Evidentemente, no existen soluciones técnicas indiscutibles ni ideológicamente neutrales en muchos temas económicos. No hay un déficit público que sea considerado por todos los economistas como óptimo en un momento dado. Ni existe una forma única de luchar contra la inflación, el desempleo o la pobreza. Ni mucho menos es ideológicamente neutral considerar prioritario incentivar la inversión o el consumo, la competitividad o el empleo.
En las últimas tres décadas, ha prevalecido la ideología de la Escuela de Chicago, de que los mercados se “autorregulan”, de que las instituciones financieras manejan bien sus riesgos, de que los mercados son profundos y sus riesgos se distribuyen “correctamente”. Por tanto, el Estado no debe entrometerse a regular a los agentes económicos pues el “mercado” acomoda de manera natural las cosas. Sin embargo, el apocalipsis financiero de 2008, se produjo en pleno apogeo de ese dogma, que originó la larga recesión mundial de la cual muchos países aun no logran salir. Es el modelo que ha multiplicado las desigualdades sociales y las heridas medioambientales.
Para los keynesianos de los años setenta estaba plenamente justificado que el Estado intervenga para evitar, en lo posible, una economía de ciclos continuos, aparte de su rol redistribuidor de renta y riqueza en busca de una sociedad más justa, solidaria y, por tanto, social y políticamente más estable. La vida económica y social de una sociedad se rige por leyes y no pueden autorregularse, como sostiene el profesor Tirole.

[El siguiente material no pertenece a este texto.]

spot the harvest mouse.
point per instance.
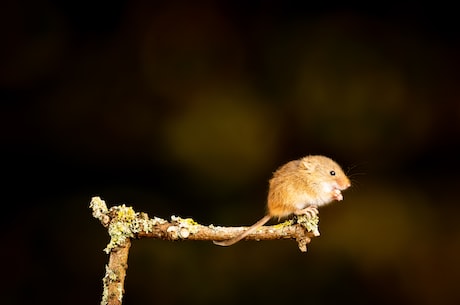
(300, 187)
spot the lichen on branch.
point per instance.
(124, 224)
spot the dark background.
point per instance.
(186, 109)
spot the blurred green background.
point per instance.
(186, 109)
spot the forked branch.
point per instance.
(124, 223)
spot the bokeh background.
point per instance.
(186, 108)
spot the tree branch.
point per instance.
(124, 223)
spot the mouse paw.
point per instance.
(311, 211)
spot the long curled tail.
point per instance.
(250, 230)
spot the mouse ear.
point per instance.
(308, 164)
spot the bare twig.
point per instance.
(124, 223)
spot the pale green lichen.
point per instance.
(127, 223)
(110, 276)
(120, 291)
(183, 227)
(309, 223)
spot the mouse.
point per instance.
(300, 187)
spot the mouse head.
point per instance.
(327, 176)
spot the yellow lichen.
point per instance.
(309, 223)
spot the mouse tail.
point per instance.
(250, 230)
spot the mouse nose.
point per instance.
(346, 184)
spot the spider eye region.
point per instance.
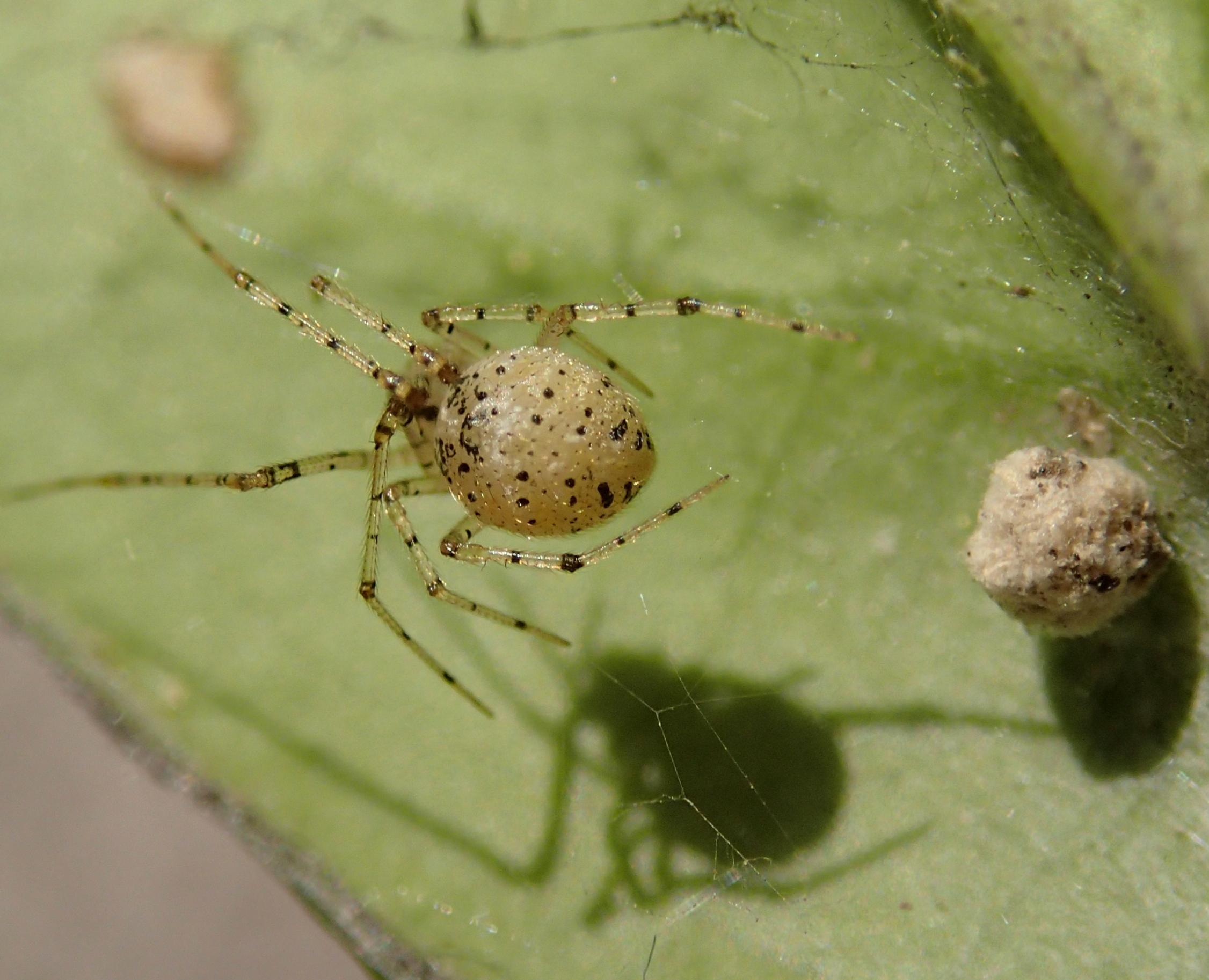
(538, 443)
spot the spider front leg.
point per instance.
(396, 416)
(435, 585)
(448, 319)
(558, 324)
(264, 478)
(457, 543)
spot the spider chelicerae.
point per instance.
(530, 440)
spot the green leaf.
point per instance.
(792, 737)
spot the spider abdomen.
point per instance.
(538, 443)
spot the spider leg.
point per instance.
(457, 543)
(396, 416)
(308, 325)
(435, 585)
(445, 319)
(426, 357)
(558, 324)
(263, 478)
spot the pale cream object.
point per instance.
(176, 102)
(1066, 543)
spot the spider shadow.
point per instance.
(1124, 694)
(720, 785)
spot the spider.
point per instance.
(529, 440)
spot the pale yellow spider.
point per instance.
(531, 440)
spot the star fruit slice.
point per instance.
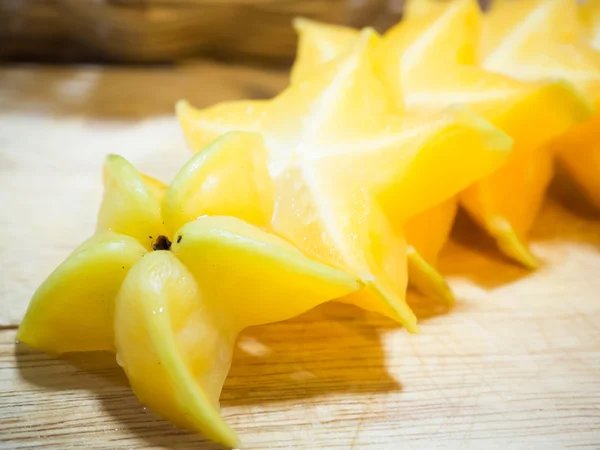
(340, 166)
(579, 149)
(173, 314)
(428, 61)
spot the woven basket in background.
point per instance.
(165, 30)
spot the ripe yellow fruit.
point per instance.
(171, 303)
(343, 171)
(429, 61)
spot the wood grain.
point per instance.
(516, 365)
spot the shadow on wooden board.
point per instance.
(333, 349)
(566, 216)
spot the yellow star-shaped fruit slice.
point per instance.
(428, 61)
(341, 169)
(171, 299)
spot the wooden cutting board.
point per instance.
(515, 365)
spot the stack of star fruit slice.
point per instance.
(346, 174)
(302, 199)
(171, 277)
(429, 61)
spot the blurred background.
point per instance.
(151, 31)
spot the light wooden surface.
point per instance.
(515, 365)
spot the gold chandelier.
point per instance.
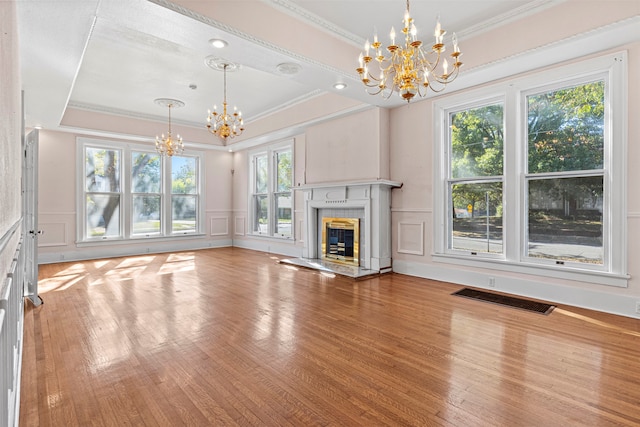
(409, 69)
(225, 125)
(168, 145)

En esa inevitable ley del péndulo que rigen las ideologías, EEUU, Europa y grandes banqueros internacionales (véase documentos del Foro Económico Mundial 2015), reclaman ahora, más Estado y más regulación. No del Estado burocrático y centralizador. Pero sí del Estado promotor, eficiente y transparente, capaz de colaborar con empresas y ciudadanos en establecer un proyecto de desarrollo común. George Soros (1999), en su obra “La crisis del capitalismo global: la sociedad abierta en peligro”, apuntaba “el capitalismo puede morir asfixiado por el Estado, pero también por falta de Estado”.